Pew: U.S. Mormon Population Holds Steady as Other Faiths Decline

People pray during The Church of Jesus Christ of Latter-day Saints' twice-annual church co
Rick Bowmer/AP Photo

U.S. Catholics and Protestant Christians have declined significantly over the last ten years, the Pew Research Center revealed, while Mormonism has held remarkably strong over the same period.

The percentage of Americans who identify as Mormons has held rock steady over the past decade at two percent of the U.S. adult population, Pew found, while Christianity in general has plunged by 12 percentage points to its lowest level in U.S. history.

In its most recent, comprehensive study, Pew found that Christianity in the United States is declining at an unprecedented rate, and the percentage of Christians in the country has hit an all-time low.

From 2009 to 2019, the percentage of U.S. adults that identify as Christians dropped by a striking 12 percent, Pew found, from 77 percent to just 65 percent, and now Christianity stands at the lowest point in the nation’s 243-year history.

Protestantism and Catholicism have both suffered significant losses, with the number of Protestants dropping from 51 percent in 2009 to just 43 percent today, while the number of Catholics has fallen from nearly a quarter of the population (23 percent) to just one-in-five (20 percent) since 2009.

During the same period, however, Mormons have been resilient, holding fast at two percent of the population.

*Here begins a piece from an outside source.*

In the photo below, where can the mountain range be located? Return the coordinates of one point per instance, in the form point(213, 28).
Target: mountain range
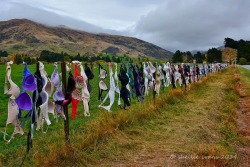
point(28, 37)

Likewise, the portion of U.S. adults who identify with non-Christian faiths has increased slightly, from five percent in 2009 to seven percent in 2019. Jews, for example, have held strong at a steady two percent of the population, while Muslims, Buddhists, and Hindus have also managed to maintain a constant one percent of the population in the same period.

The number of religious “nones” — those who self-identify as atheist, agnostic, or “nothing in particular” — has shot up by a remarkable 17 percent during the same period, and this group now makes up more than a quarter of the population (26 percent).

Meanwhile, the number of atheists in the country has doubled since 2009, from just two percent of the population to the current four percent, and agnostics now make up five percent of the adult population, up from just three percent in 2009.

The number of those who describe their religion as “nothing in particular” has jumped from 12 percent to 17 percent in this ten-year period.